More than 175,000 foreign tourists flew into Ovda, a converted military airfield 60 km (40 miles) from Eilat, in the first five months of 2018, double the amount for all of 2017.
Helping spur growth is a government grant of 60 euros ($70) per passenger for airlines starting routes to Eilat.
Lufthansa said it would fly to Ovda from Frankfurt and Munich twice weekly starting Oct. 28.
Eilat, Israel’s southernmost city, borders Jordan and Egypt. It will later be served by the new Ramon International Airport which is expected to open in early 2019.
Since 2015, a number of airlines, mainly low-cost, have been operating direct flights to Ovda, led by Ryanair and WizzAir.

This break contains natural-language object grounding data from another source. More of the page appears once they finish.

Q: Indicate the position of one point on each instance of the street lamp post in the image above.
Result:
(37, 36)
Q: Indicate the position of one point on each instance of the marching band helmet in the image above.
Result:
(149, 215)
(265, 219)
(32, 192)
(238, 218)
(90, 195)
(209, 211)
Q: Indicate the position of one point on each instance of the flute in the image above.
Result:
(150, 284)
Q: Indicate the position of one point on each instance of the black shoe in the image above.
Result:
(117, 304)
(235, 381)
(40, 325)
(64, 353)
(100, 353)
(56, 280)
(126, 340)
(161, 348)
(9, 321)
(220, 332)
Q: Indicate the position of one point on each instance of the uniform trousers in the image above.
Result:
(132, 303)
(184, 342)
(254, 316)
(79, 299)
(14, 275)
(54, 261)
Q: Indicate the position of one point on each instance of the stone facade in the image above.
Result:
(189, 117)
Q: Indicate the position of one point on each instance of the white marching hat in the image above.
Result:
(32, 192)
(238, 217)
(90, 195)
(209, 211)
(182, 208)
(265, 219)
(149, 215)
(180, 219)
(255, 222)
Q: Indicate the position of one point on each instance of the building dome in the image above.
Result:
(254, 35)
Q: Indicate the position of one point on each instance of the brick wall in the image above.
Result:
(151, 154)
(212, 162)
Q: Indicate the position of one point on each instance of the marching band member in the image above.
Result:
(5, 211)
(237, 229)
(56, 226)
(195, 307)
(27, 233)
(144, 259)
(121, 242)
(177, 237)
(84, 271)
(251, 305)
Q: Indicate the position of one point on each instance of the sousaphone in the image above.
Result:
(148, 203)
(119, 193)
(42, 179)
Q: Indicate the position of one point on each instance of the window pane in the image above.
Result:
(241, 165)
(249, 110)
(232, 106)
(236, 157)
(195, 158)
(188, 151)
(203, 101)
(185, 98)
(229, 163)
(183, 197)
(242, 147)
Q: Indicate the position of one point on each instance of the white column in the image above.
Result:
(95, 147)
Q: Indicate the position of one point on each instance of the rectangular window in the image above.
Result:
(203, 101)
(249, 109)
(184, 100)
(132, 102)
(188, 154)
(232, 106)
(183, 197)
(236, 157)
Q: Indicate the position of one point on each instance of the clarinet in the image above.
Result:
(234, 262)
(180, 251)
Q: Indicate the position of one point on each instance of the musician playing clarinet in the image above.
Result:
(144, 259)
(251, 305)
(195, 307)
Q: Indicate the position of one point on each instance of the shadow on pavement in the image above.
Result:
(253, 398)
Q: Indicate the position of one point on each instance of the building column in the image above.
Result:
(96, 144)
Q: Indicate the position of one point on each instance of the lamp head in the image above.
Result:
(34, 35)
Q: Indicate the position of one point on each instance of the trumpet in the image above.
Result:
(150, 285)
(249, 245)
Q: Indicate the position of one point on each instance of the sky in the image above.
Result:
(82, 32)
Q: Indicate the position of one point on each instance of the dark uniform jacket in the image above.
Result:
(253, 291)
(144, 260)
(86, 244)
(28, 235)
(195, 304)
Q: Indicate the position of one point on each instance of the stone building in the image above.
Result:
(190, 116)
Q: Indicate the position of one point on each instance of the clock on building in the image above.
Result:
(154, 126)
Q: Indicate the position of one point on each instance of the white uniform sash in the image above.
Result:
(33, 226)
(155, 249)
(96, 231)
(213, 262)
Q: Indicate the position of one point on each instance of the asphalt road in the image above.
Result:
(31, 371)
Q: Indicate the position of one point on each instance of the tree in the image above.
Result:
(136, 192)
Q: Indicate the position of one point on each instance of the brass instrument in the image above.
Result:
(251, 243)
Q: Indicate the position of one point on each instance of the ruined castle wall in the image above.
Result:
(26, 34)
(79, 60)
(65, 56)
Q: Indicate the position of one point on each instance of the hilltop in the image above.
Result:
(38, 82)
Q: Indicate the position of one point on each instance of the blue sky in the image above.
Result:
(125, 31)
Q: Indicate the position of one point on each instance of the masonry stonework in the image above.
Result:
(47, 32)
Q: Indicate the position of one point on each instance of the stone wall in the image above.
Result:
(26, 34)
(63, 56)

“The number of flights to the city has increased from four weekly flights to more than 60 weekly flights,” said Tourism Minister Yariv Levin.
The Tourism Ministry has a budget of 30 million shekels ($8.25 million) a year for subsidising flights to Ovda.
“We are willing to pay more,” Levin said, adding the ministry is also in talks with British Airways. The airline declined to comment.
International tourist arrivals in Israel hit a record 3.6 million last year, pumping $5.5 billion into the economy.